Well, I have a tendency to enjoy little things. Tapioca pudding needs a dollop of whipped cream to be worth living for, but that’s easy to arrange.
For me, it’s my endless curiousity. There’s always one more thing I need to look up, or one more book I need to read, movie I need to watch, or music I need to hear. When I stop being curious, it’s time to throw in the towel.
I like the sensation of existence. I like breathing in sea air, I like dewy grass tickling my bare feet, I like the feeling of cold water running down my throat. I like music and books and darkness and sunlight and food and writing and that chirping sound my cat makes when I pet her. And I like being me. The sense that no matter what happens, I will always have the same consciousness, the same thoughts, the same existence.

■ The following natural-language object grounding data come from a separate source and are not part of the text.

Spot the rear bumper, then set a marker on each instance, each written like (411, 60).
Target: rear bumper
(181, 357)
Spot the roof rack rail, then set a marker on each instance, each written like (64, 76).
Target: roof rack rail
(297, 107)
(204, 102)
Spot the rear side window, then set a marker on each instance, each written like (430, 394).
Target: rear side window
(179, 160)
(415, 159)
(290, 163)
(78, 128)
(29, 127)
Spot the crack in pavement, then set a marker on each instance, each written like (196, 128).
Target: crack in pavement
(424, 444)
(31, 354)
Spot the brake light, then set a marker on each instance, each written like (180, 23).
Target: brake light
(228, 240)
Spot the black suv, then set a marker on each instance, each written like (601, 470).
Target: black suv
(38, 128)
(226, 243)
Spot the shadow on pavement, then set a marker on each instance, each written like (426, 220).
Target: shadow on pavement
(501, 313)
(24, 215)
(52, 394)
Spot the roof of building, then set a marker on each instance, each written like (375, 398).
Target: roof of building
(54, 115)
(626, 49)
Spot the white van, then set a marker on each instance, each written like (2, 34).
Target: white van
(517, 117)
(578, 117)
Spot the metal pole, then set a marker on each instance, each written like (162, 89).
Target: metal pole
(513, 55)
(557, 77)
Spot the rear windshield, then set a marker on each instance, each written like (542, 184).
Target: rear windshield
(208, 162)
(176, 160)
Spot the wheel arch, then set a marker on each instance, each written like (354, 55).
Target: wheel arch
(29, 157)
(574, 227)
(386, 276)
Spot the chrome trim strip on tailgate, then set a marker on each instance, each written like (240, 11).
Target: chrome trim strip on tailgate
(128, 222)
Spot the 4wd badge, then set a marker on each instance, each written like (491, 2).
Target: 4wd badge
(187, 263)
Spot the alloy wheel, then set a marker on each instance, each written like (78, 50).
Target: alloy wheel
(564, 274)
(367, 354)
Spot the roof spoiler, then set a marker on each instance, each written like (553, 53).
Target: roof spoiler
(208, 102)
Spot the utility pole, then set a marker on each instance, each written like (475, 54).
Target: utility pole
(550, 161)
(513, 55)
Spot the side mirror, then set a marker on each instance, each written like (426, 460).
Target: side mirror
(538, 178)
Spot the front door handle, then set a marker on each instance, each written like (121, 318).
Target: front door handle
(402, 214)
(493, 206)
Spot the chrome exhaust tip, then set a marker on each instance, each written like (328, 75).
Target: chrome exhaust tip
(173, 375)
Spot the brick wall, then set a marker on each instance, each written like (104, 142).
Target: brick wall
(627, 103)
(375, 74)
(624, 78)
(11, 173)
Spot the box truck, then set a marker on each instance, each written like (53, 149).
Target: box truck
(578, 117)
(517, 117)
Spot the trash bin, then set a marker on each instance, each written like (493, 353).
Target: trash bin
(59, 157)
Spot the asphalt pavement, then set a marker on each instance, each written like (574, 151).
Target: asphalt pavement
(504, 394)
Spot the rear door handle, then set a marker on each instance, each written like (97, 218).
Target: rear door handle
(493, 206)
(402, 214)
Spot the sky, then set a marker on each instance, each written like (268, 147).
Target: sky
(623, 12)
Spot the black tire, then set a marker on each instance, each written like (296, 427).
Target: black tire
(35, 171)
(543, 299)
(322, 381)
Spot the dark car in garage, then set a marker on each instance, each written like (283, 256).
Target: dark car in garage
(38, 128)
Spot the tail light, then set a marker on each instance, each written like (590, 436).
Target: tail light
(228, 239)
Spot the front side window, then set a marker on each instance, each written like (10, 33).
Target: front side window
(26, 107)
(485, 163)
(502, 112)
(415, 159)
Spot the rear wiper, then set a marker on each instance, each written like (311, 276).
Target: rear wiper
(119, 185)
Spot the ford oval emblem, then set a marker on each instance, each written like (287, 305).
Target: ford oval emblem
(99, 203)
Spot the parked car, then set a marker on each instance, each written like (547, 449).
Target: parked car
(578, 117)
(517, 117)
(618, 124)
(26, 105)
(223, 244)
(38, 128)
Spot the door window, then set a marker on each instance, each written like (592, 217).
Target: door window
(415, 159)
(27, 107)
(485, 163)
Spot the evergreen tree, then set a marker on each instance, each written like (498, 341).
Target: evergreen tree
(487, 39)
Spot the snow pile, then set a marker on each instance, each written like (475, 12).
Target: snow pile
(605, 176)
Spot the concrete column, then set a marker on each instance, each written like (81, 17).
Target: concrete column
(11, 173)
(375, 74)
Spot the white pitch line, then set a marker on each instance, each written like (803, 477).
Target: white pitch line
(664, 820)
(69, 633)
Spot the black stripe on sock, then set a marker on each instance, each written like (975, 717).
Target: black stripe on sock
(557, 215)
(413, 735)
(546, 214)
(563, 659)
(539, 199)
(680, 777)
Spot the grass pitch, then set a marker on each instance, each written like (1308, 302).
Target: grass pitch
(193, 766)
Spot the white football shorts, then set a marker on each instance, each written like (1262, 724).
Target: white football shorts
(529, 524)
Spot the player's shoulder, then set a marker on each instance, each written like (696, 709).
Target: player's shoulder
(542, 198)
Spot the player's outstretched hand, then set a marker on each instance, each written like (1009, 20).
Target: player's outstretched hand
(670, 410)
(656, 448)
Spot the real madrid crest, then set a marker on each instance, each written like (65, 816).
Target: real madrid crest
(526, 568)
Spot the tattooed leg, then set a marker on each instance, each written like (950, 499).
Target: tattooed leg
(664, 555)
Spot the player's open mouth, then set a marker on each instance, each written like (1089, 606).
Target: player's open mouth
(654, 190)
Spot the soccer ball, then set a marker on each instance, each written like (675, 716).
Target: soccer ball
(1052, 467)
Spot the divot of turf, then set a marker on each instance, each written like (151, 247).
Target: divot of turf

I don’t think there’s an afterlife. I mean, I can’t be sure, but I doubt it. So all we have is infinite nothingness on either side, stretching out and out and out, and in the middle of it all this minute little speck of consciousness that we’re experiencing right now. I want to get as much out of the ride as possible.
I’ve never seen a volcano up close, or been to Australia, or played the bagpipes, or gone to a World Series game, or woken up to hear on the news that SETI found an intelligent signal, or that somebody has gone ahead and bred that dino-chicken thing, or seen a live kabuki show, or…
I guess I’m with Skald. I’m in constant pain. I wish that I didn’t live in a state of pain, but I choose to do so because I choose to be with my family. I choose to remain with my husband. I choose to raise my children.
In-between all the crap I manage to pack in loads of fun. Bikes, amusement parks, shooting, fishing and generally acting as immature as possible. When I can’t do any of that anymore, all I need to do is skip my nitro a couple times when the elephant visits and its off to the Happy Hunting grounds. All in all, not a bad deal in total.
Currently, it’s mostly the kids. They need me. I can’t imagine breaking their little hearts by abandoning them.
But even when I didn’t have them, I’ve always had this (incredibly annoying) spark of hope that makes me wonder if life might, somehow, someday, rise above the pain and anguish of living it, above the dreadful mundanity of the everyday slog, to something just a little better. Maybe even with moments of contentment. Milliseconds of joy. Or the feeling of the sheer awesomeness of the universe.
When I get seriously depressed, that spark is a major pain in the ass. 99.9% of me just wants to be done with it all. But this stupid, meddling 0.1% keeps popping up and interfering.